TornadoLookup
HomeTexasCameron

Flash Flood — Cameron, Texas

2020-07-25 to 2020-07-26 · near Santa Rosa, Cameron, Texas

$13.3M
Property damage

Event narrative

Afternoon and early evening rains of 2 to 3 inches fell across the IH-2 corridor of Cameron County, from La Feria to east of Harlingen, and saturated soils ahead of the torrential rains that were to come later in the evening as the southern and eastern eyewall pulled copious tropical moisture into northern Cameron County after sunset. Estimated rainfall of 4 to 6+ inches by mid evening began to produce known flash flooding in La Feria and Harlingen, with two water rescues conducted in La Feria just after 10 PM CST. Despite lighter rains, flash flooding would continue due to poor drainage situations, especially in the La Feria/Santa Rosa area. A broad south to north feeder band added another 2 to 4+ inches of rainfall to the storm totals during the pre-dawn hours, and light rains would continue to around noon in western Cameron County before ending. Note: Estimated flood-related public assistance property damage is provided in this episode. However, the total damage would also include another 3 to 5 inches that would fall in an unrelated tropical band of torrential rain during the evening of July 27th.

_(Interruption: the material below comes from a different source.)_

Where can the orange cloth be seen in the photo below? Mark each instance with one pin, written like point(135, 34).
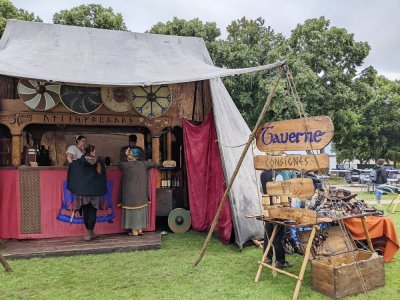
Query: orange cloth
point(377, 227)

Flooding would decimate the cotton (lint) crop and other unharvested dryland crops to an estimated value of $27.1 million. Public assistance property damage as of this writing from flooding rainfall was estimated to be at $3.3 million. Additional public and individual assistance dollar damages, as well as insured damages, from flood waters was calculated using NCEI's total dollar damage estimate (divided among the affected counties by local storm data experts). Total property damage from flood waters for Cameron County was $9.968 million.

Wider weather episode

Hurricane Hanna, the 2020 Atlantic season's first Hurricane, made landfall along the unpopulated Padre Island National Seashore on the mid-Kenedy County coastline as a Category 1 storm at around 5 PM Central Time Saturday, July 25th, carrying sustained 90 mph winds with gusts over 100 mph in a small portion of the inner eye wall. The hurricane spun slowly but steadily into southern Kenedy and northern Hidalgo County through just after midnight on the 26th, then through Starr County as a Tropical Storm before moving into Tamaulipas before daybreak and eventually near Monterrey, Nuevo Leon, by noon before dissipating during the evening of the 26th. Following the passage of the inner eye wall, broad feeder bands of torrential rains and gusty tropical storm force winds continued through the mid to late morning hours of July 26th, slowly migrating from east to west across the populated Rio Grande Valley.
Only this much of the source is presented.